On Monday (31 May), Turkish Prime Minister Binali Yildrim, in a phone conversation with Chancellor Angela Merkel said, the proposed resolution makes "baseless and unjust political judgements." German magazine Der Spiegel reported.
The resolution called "Remembrance And Commemoration Of The Genocide Of Armenians And Other Christian Minorities In 1915 And 1916" calls the mass killings of Armenians during the First World War as genocide and the word is included multiple times in the text of the resolution, Politico reported.
According to Deutsche Welle – the text reads: "The fate of the Armenians is exemplary in the history of mass exterminations, ethnic cleansing, deportations and yes, genocide, which marked the 20th century in such a terrible way." The resolution also points towards the responsibility of German Reich in the killings.
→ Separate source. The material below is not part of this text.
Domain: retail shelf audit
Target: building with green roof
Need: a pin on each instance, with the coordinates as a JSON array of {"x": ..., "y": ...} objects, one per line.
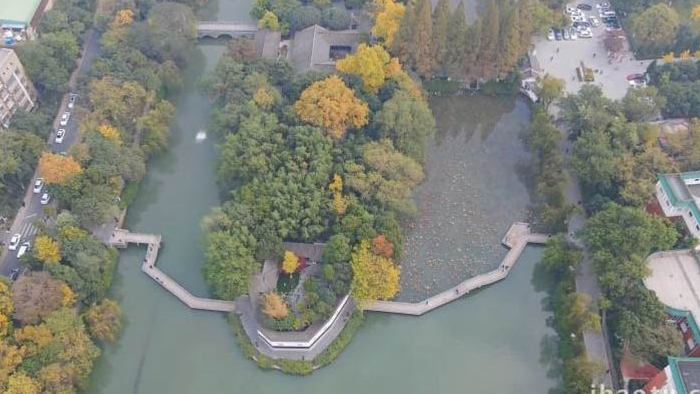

In April last year, on the 100th anniversary of the genocide, Bundestag (lower house of parliament) postponed a vote to pass the resolution to classify the killings as genocide.
RT reported that chairman of the Green Party, Cem Ozdemir, who is of Turkish origin, was one of the MPs who received abusive messages on Facebook and Twitter.
"It's always the same terms: 'Traitor', 'Armenia's pig', 'son of a bitch', 'Armenian Terrorist' and even 'Nazi'," he told ARD, with regards to the hate message he received.
The approval of the resolution was greeted with cheer by many Armenian supporters who gathered outside the parliament building to commemorate the genocide..
An estimated 1.2 million Armenians were massacred between 1915 and 1917 in what is often called the "Armenian Holocaust". The killings began on 24 April when Armenian intellectuals were detained by Ottoman authorities and executed in their then capital of Constantinople, which is present day Istanbul.